In order to stack them, you would need to mask out the bad pixels (already done) and compute astrometic solutions for the CCD.  Un-warping the images will take some work, but there should be plenty of information available from thousands of observations of different fields to make this computation nearly ideal.  Similarly, it should be possible to calibrate different pixels on the imager based on response to 2MASS standards.

Applications?  Very deep imaging of spectroscopic targets.  Short- and long-term variability (typical finder cadence is ~a few seconds).  Deep imaging around stars and galaxies of interest - probably far deeper than you could get with classical observing requests.

This project should be achievable by a motivated undergraduate, but I think the tools for astrometric solutions need to be in place first.  Astrometry.net is a great tool for this, but I think operates on spatial scales that are too large.  Once basic astrometric solutions are available (e.g., pointing center for the image), I think IRAF tools could be automated to compute the complete solution, which would then be applied to all images.
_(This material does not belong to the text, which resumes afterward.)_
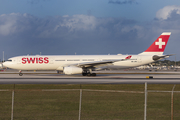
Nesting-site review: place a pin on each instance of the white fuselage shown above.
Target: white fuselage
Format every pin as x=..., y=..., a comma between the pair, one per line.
x=57, y=62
Calibration might end up being the most challenging component, since there is variable atmospheric emission (absorption) that is not filtered by the finder.  Depending on the application, though, large calibration errors may be acceptable.  i.e., for deep nebular observations, morphology will be more important than absolute brightness, since the line responsible for the brightness cannot be directly determined.  Whereas, for variability, calibration is important, but it can be computed directly from other stars in the field.